Major Finding: Between the 2000 introduction of PCV7 and 2008, children younger than age 5 years experienced a 78% decline in penicillin-nonsusceptible IPD under the old, pre-2008 break points, and a 64% decline under the new break points.
Data Source: Analysis of 7,272 cases of serious pneumococcal infections in U.S. children younger than age 5 years in 10 ABC areas in 1998–2008.
Disclosures: Dr. Hampton reported that he had no conflicts of interest.
ATLANTA — Introduction of the 7-valent pneumococcal conjugate vaccine led to a major decline in penicillin-nonsusceptible invasive pneumococcal disease among children younger than age 5 years, according to research from the Centers for Disease Control and Prevention and other public health groups.
These findings were consistent regardless of which definition of susceptibility was used, which illustrates how changing case definitions can affect measured vaccine effects, reported Dr. Lee Hampton of the CDC's Epidemic Intelligence Service.
Using the ABC (Active Bacterial Core) surveillance system, Dr. Hampton and his colleagues analyzed 7,272 cases of serious pneumococcal infections in children younger than age 5 years in 10 ABC areas throughout the United States in 1998–2008. Isolates were classified as susceptible or nonsusceptible; “nonsusceptibles” were further classified as intermediate or resistant based on both the old and new CLSI (Clinical and Laboratory Standards Institute) standards. CLSI issued new intravenous penicillin resistance break point standards in 2008.
Among cases of all types of IPD in children younger than age 5 years, 10% had intermediate susceptibility and 4% were fully resistant under the new break points. Under the old break points, 14% had intermediate susceptibility and 20% had full resistance, the researchers noted.

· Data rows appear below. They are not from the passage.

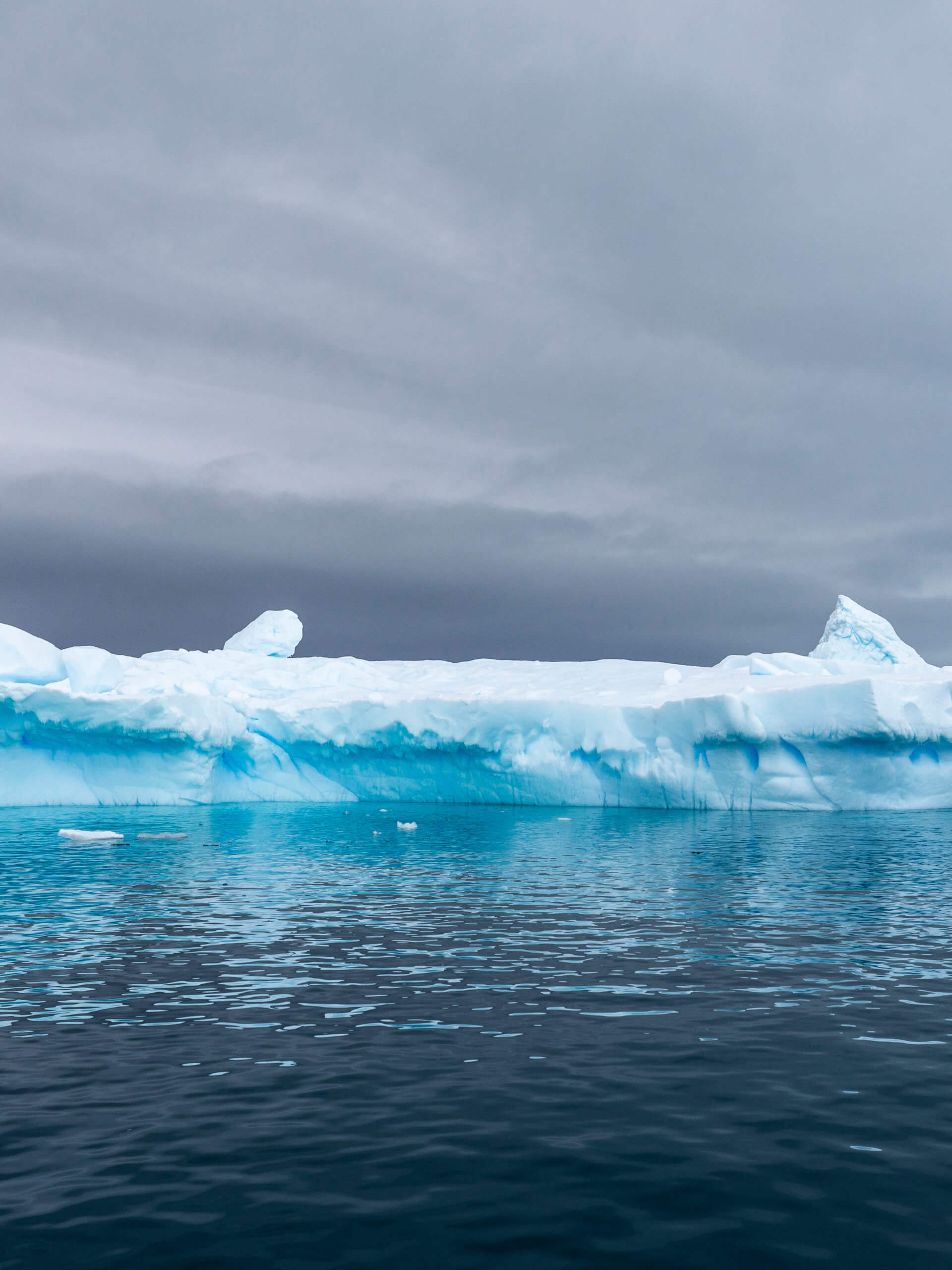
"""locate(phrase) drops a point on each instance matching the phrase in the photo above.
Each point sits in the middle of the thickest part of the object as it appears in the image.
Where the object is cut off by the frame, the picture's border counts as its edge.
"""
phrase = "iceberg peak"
(276, 633)
(856, 634)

Between the 2000 introduction of the 7-valent pneumococcal conjugate vaccine (PCV7) and 2008, children younger than age 5 years experienced a 78% decline in penicillin-nonsusceptible IPD under the old, pre-2008 break points, and a 64% decline under the new break points.
Rates of penicillin-nonsusceptible IPD in 2008 were higher under the old break points (7.4 cases per 100,000 children) than under the new break points (4.4 cases per 100,000).

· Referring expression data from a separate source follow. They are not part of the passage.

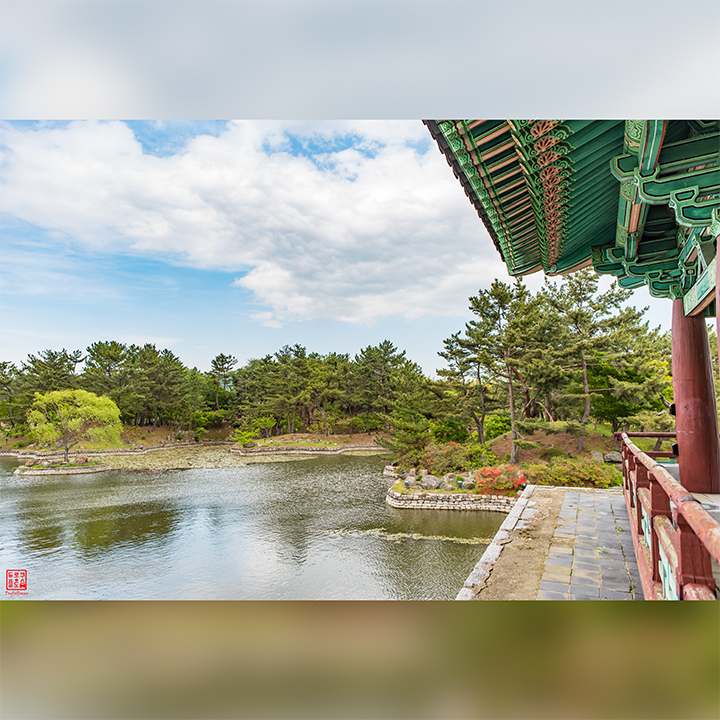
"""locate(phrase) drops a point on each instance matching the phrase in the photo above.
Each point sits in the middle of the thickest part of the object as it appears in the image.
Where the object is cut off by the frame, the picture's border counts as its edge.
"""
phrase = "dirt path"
(517, 573)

“The introduction of PCV7 was associated with dramatic reductions in penicillin-nonsusceptible invasive pneumococcal disease incidents,” regardless of which break point was used, Dr. Hampton said. Abruptly switching from the old to the new penicillin break points can create the appearance of a sudden drop in penicillin nonsusceptibility, he added.
Six additional serotypes found in PCV13, but not PCV7, now account for 97% of all penicillin-nonsusceptible IPD under the new break points and 83% of penicillin-nonsusceptible IPD under the old break points, he said. If PCV13 is effective against these additional serotypes, rates of penicillin-nonsusceptible IPD should decrease.
The findings may not be generalizable outside the ABC system, Dr. Hampton said.
He emphasized the results are preliminary, but that they have significant implications for clinicians. “PCV7 has done a terrific job of reducing penicillin-resistant pneumococcal disease, no matter how you look at it. But doctors still need to avoid prescribing antibiotics when they're not needed,” he said in an interview. “Clinicians should understand that more of their patients who need intravenous therapy for nonmeningitis pneumococcal disease can now be treated with penicillin. This is great, because penicillin works very well against susceptible pneumococci and promotes less antibiotic resistance than many alternatives.”